Come autore hai scritto “Lettera”, interpretato da Gianni Morandi (“D’amore D’autore”), e “Davvero” per Loredana Bertè (“Libertè”). Nel 2018 hai pubblicato il libro “Un pesce rosso, due lesbiche e un camper” (Compagnia Editoriale Aliberti). Tra tutte le cose che hai fatto, i rami dell’arte che hai assaggiato con stile, qual é quello che meglio ti rappresenta, che ti fa sentire più a tuo agio?
Scrivere e cantare le canzoni col piano, ma direi scrivere, che sia per me o per glia altri, è tutto: l’ispirazione che bussa alla finestra, questo.
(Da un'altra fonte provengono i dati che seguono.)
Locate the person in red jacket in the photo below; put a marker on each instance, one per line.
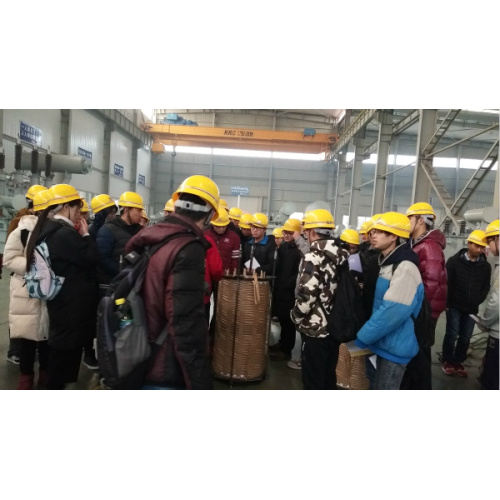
(213, 271)
(428, 244)
(227, 242)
Io da un po’ di anni mi sono fatto uno studio “bunker”, in modo che in caso arrivi l’input di notte io possa subito buttarlo giù. L’artista non può distrarsi, deve essere pronto quando arriva la prima nota, la prima parola. Ho microfoni e quaderni ovunque, il telefonino se sono in strada in modo che possa registrare al momento. Ci spendo ore, giornate intere, e mi sento molto nutrito da tutto questo. Anche il palco e il contatto con il pubblico sono importanti, è un atto sacro ma viene dopo; la condivisione arriva con lo step successivo.
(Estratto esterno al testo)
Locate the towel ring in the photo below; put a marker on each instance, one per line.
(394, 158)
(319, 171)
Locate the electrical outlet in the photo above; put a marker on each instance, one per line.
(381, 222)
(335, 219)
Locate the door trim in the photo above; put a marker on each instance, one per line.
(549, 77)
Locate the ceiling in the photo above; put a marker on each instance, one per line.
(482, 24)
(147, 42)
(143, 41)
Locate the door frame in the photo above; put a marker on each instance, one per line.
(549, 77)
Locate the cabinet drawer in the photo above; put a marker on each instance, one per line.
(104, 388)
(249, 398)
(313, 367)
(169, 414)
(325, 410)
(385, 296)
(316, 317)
Quando scrivi qualcosa, poi la senti cantata da un’interprete diverso, hai come la percezione che ti ritorni maggiorata. È chiaro che la scrittura è diversa: se scrivi per te puoi scrivere quello che ti pare, quando scrivi per gli altri devi domandarti, sapere chi è, chiederti se la canterà, cercare la modalità sonora nella melodia; è un’indagine continua e mi diverte tantissimo, poi ti domandi se ci avrai preso. È un mestiere che impari negli anni, come un artigiano che costruisce una sedia: impari dopo la metodica, impari quando torna indietro.

Quando Loredana Bertè ha ascoltato il brano e mi ha detto che sarebbe potuto andar bene anche a sua sorella, mi ha riempito d’orgoglio. È per questo che mi piace scrivere: quando entri nelle pulsazioni dell’altro, ti ritorna indietro la vita. Siamo tutti collegati. L’arte ci dà la grande opportunità di congelare le emozioni. Le canzoni sono distillati di vita, piccoli estratti che dobbiamo preservare: dobbiamo cercare di farlo nel migliore dei modi, in modo che venga fuori la migliore delle grappe.